20190528_080437

Les Gratitudes est dans la même veine que le précédent les loyautés. C’est un roman court avec quelques personnages. Autant dans le précédent j’avais été agacé par les personnages adultes autant là ça n’a pas été le cas.

Michka est une vieille dame qui s’est occupée de Marie quand elle était petite, elle perd peu à peu les mots et souffre d’aphasie. Elle rencontre dans la maison de retraite Jerôme qui au quotiden va essayer de l’aider et de lui faire garder le moral. Le roman est bref, on est à la fois dans la tête de Michka puis des autres personnages, leurs pensées intimes et même les cauchemards de Michka. L’auteur réussit à bien rendre la maladie, le fait d’être déboussollée, la vie dans un ephad. La gentillesse du soignant qu’est Jérôme, la maladresse parfois du personnel notamment des infirmières. Du côté du cadre, de la réflexion sur la vieillesse, de l’accompagnemment le roman est plutôt bien réussi.

Mais il m’a manqué quelque chose, un peu plus de relief au personnage de  Marie par exemple, ses sentiments dans les parties qui lui sont consacrées. Un développement plus important sur les secrets de Jérôme et de Michka.

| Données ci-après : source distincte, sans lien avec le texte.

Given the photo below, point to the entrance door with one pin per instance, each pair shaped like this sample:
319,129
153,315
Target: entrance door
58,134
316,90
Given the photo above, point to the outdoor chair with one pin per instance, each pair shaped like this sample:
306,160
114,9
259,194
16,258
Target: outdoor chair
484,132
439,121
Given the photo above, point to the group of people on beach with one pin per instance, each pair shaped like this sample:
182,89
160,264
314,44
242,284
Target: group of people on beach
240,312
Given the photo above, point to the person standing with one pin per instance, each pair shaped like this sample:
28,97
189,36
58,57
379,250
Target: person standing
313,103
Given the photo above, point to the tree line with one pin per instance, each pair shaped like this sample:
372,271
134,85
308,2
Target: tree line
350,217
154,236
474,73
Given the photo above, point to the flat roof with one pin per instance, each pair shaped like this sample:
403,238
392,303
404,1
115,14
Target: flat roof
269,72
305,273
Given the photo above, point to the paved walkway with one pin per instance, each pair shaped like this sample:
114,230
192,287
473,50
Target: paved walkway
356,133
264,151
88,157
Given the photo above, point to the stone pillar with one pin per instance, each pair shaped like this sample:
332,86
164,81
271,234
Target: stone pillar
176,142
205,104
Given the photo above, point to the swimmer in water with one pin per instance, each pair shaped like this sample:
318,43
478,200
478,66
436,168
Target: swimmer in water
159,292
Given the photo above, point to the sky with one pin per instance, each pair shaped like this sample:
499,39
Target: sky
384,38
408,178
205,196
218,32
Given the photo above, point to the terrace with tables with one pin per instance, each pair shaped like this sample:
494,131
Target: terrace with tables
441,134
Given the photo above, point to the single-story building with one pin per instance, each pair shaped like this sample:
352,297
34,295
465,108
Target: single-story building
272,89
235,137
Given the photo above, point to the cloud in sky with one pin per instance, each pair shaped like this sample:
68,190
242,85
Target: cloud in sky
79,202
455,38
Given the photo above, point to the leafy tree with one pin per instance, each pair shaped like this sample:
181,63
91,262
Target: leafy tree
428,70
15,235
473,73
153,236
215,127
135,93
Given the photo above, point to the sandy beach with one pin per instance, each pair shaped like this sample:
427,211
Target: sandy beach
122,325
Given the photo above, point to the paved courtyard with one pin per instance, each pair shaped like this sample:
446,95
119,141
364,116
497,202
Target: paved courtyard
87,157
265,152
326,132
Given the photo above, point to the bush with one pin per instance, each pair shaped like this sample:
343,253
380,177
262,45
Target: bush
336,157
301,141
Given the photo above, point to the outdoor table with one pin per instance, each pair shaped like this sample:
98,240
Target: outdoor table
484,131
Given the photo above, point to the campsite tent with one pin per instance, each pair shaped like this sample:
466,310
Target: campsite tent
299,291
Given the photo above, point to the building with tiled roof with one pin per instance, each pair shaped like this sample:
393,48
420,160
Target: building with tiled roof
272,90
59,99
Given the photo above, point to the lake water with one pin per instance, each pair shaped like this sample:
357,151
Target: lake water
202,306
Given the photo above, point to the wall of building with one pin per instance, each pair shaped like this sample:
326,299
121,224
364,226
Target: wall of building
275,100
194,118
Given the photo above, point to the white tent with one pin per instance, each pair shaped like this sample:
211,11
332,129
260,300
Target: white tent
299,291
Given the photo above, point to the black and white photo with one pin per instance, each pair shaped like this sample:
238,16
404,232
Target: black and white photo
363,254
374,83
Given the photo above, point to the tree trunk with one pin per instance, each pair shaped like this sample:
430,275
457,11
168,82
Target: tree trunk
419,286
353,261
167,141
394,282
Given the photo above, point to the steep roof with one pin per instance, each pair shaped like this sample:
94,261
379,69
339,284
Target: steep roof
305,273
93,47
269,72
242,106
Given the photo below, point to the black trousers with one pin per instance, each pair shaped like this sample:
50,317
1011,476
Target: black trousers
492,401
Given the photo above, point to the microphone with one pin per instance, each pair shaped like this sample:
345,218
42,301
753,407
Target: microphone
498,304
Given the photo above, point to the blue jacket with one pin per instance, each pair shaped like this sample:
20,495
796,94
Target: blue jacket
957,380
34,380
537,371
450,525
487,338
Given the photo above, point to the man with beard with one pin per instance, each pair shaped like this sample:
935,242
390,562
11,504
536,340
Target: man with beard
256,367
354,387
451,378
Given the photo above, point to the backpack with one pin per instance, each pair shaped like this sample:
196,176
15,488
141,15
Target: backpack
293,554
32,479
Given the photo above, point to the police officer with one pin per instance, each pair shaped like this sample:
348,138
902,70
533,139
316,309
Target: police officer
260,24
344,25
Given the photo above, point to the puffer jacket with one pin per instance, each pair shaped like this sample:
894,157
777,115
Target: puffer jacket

Comme dans les loyautés, par moment j’ai retrouvé ce qui fait la force de l’auteur, l'empathie, le talent de brosser des athmosphères mais à d’autre j’ai trouvé cela un peu trop conte, rapide, esquissé même si je sais que c'est le souhait de l'auteur d'aller à l'os. Ce n’est pas une déception comme avait pu l’être les loyautés.  Car je l’ai trouvé plus cohérent au niveau de la psychologie des personnages mais cette rapidité de l’histoire, m’a une fois de plus décontenancée.

Donc si vous aimez les lectures rapides et voulez comprendre l’aphasie lisez le, sinon attendez la sortie d’un roman plus conséquent de Delphine de Vigan pour retrouver pleinement sa plume.